Bounces, complaints and metrics
In the email delivery space there are a lot of numbers we talk about including bounce rates, complaint rates, acceptance rates and inbox delivery rates. These are all good numbers to tell us about a particular campaign or mailing list. Usually these metrics all track together. Low bounce rates and low complaint rates correlate with high delivery rates and high inbox placement.
But sometimes the numbers lie and there isn’t a clear correlation between the metrics and the inbox delivery. In fact, these bounce rates and complaint rates are exactly the same as above, but the complaint and bounce rates don't correlate with delivery.
Why does this happen?
There are a number of different reasons that mail with low complaint and bounce rates will have low inbox delivery rates. Some of them are signs of improper behaviour on the part of the sender, some of them are simply the consequence of how mail is currently filtered. Whatever the reason it can cause confusion on the part of a lot of senders. To many people having low complaint rates and low bounce rates means good inbox delivery.

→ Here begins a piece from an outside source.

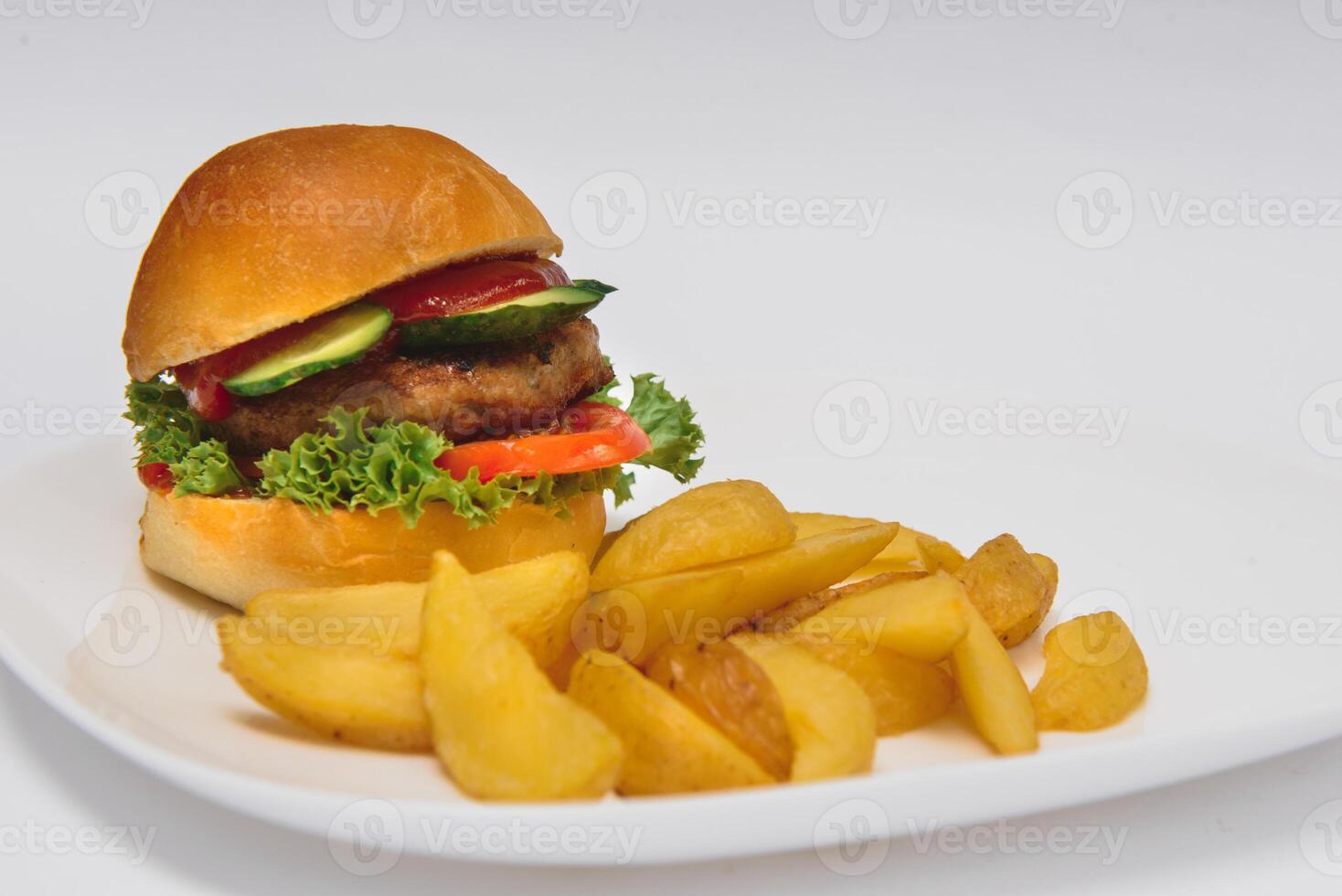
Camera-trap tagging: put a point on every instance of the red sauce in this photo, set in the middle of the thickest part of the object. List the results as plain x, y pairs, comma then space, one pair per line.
156, 476
435, 294
467, 287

It’s probably partially the fault of delivery experts that so many people have such tight mental connections between low complaints and bounces and inbox delivery. When approached with delivery problems by customers and clients, many of us will look at complaint and bounce rates and advise that both complaint rates and bounce rates should be lower. As we work with clients to lower rates, then their inbox delivery often improves. So, clearly, low bounce and complaint rates mean higher inbox rates.
The problem is, though, that complaint rates and bounce rates are proxy measurements. They’re used to measure how much a mail is wanted by recipients and how clean the mailing list is. A list with high complaints and bounces is usually a list that doesn’t have much permission associated with it. Recipients generally don’t want mail that mail from that sender.

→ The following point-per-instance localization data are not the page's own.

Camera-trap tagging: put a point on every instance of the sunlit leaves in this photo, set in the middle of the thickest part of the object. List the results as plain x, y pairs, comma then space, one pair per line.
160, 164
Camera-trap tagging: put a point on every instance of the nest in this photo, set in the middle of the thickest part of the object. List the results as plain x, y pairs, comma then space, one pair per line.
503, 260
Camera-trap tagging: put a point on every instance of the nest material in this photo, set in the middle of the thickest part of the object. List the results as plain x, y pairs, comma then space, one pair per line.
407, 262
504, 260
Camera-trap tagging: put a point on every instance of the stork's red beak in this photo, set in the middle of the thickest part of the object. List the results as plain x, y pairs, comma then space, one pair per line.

It’s important to remember, though, that complaints and bounce rates don’t specifically measure how wanted a particular mail is. The reason we focus on them is that they are easy to measure and they are correlated with how wanted an email is. We can use them to give us information. Delivery experts use that information to craft solutions to delivery problems. But we’re not actually fixing complaint rates and we’re not actually fixing bounce rates. Often the things I tell clients don’t directly lower complaint rates and they don’t directly lower bounce rates. Instead, I focus on fixing the policies and processes that are causing poor delivery. As those things get cleaned up, the complaint rates and bounce rates decrease and inbox rates increase.
The correlation is that good lists and good senders have low bounce rates and low complaint rates. It’s not that they do anything special to address complaints and bounces, but rather that all the things they do focus on keep their lists healthy. Healthy lists have low bounce and complaint rates.
It’s very possible to have low complaint rates and low bounce rates without having a healthy list. That’s often what’s going on when senders have “great stats” and “zero complaints” but are still seeing poor inbox rates. These senders will focus on getting the great stats, because they think that it’s the great stats that lead to the good inbox rate. But they have it backwards. It’s that good list management, hygiene and engagement lead to good inbox rates. One way to measure list management and hygiene and engagement is to measure complaint and bounce rates.
Not every list with good stats has those goods stats because of good list management, hygiene and engagement. These rates are fairly easy to manipulate and some senders spend a lot of money and time manipulating their stats. Manipulating delivery stats did result in better inbox delivery, a bit, which is why so many companies spent so much time doing it. ISPs are adapting, though, and this is why we’re seeing senders with “great stats” have poor inbox delivery.